Chunk data to an algorithm #3

knoepfel · 2024-12-16T22:19:49Z

knoepfel
Dec 16, 2024
Maintainer

DUNE US S&C R&D item 101

Data chunking is intended to process a logical data product that is too large to fit in memory at once. This demonstrator requires several things:

Ask DUNE for specific example
Establish interface for algorithms that want to take advantage of chunking
Start with vector of numbers and transform them to something else
Combine chunked algorithm results with a fold operation
Understand ramifications for DDL system and the IO system
Input arguments (e.g.) std::span<T> vs. std::vector<T> could imply that some data can be chunked for an algorithm and some cannot.
What about Python algorithms? Annotations or decorators.

To produce a demonstrator we are introducing a concept of chunk-able data product (e.g. a sequence of waveforms), in general a chunk-able data product will be a sequence of something.

Rule for defining data products that are chunk-able, need to understand nature of this virtual data product -- what does it mean to be a sequence, known size at the beginning, size only known once done
- Produce code (certainly C++ but may be both in C++ and Python?)
- Need to be able to represent in memory
The IO system will need the concept of virtual data product, that can be both read and written in chunks. The size of the chunks are under control of the writer of the data product.
- Will need a mockup IO system
- Will not need the ability to read/write these in this demonstrator, need to know enough to convey to the IO group/team
What user will write
- A C++ function that expects a span of waveform (std::span), and partial accumulation and its output is an accumulator that is input to a fold (and output is also an accumulator).
- In python, we need to pay attention to avoid copy data (0 copy for python)
What is the plugin that framework will load
- Declare a framework module that my input is chunk-able sequence of waveforms, and output is what reduction product
Framework will
- Produce compilation error if data product is not chunk-able => work not with Python code, we need some runtime support (may be look about some boilerplate stuff)
- Some runtime check will be needed (when chunk size specified is too big or something that may not work)
- Put together a program that uses flow graph and task to do the processing of the virtual data product in chunks.
Think about parallel processing of chunks (may be pipelined)
How much of a scheduler will be needed? If we are using Meld, then we will already be relying on scheduler. For standalone, we need to figure out.
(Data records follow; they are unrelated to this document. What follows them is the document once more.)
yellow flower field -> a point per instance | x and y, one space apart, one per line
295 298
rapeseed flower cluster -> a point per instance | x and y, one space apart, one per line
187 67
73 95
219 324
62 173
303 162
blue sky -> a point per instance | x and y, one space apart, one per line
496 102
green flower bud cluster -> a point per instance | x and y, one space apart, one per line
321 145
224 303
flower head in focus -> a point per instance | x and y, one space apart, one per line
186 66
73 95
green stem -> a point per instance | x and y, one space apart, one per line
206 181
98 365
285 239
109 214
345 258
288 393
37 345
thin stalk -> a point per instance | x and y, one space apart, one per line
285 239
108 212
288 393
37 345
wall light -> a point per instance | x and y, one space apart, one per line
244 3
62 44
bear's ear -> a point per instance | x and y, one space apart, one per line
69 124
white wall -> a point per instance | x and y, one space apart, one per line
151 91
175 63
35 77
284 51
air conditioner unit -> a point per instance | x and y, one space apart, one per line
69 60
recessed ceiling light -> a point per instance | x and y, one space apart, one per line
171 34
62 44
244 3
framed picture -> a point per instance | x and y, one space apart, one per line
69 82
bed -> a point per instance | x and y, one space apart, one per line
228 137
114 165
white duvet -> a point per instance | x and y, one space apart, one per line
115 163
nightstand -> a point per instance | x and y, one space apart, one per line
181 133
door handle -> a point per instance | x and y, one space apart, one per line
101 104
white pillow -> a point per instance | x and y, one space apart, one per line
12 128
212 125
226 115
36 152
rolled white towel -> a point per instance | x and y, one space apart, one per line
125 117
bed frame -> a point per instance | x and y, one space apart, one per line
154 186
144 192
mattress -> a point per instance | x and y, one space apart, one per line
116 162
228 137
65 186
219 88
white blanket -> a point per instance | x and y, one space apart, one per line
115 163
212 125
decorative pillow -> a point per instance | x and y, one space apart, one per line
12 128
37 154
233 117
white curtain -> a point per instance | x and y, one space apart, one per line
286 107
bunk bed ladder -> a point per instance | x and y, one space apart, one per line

sabasehrish · 2025-02-05T14:53:39Z

sabasehrish
Feb 5, 2025
Maintainer

Subsystems

Required

Registration
Task management
Mock I/O

Nice to have

Algorithm description
I/O
Configuration
Plugin management
Logging

0 replies

knoepfel · 2025-02-21T22:09:40Z

knoepfel
Feb 21, 2025
Maintainer Author

Related to:

0 replies

knoepfel · 2025-02-24T15:18:19Z

knoepfel
Feb 24, 2025
Maintainer Author

Responsible developers: @marcpaterno and @sabasehrish.

0 replies

brettviren · 2025-04-30T18:46:04Z

brettviren
Apr 30, 2025

Here are some types of chunking needed for DUNE and what implications chunking may have. It has a focus on FD charge data and Wire-Cell implementations so is definitely not comprehensive.

Terms

TPC : a contiguous sub-detector unit with a single "face" of electrodes in which drifting ionization electrons inducde current which is then measured. Ionization electron signal originating in a given TPC only induce current in the TPC's face.
APA : Back to back TPCs with electrodes from both faces providing induced current to a single electronics channel.
TR : DUNE trigger record which comes in two basic time durations (nominal 3-5ms and the 100s long "extended" supernova neutrino burst (SNB) candidate) and a variety of spacial extent (providing data anywhere from 1 to 150 APAs for DUNE FD HD).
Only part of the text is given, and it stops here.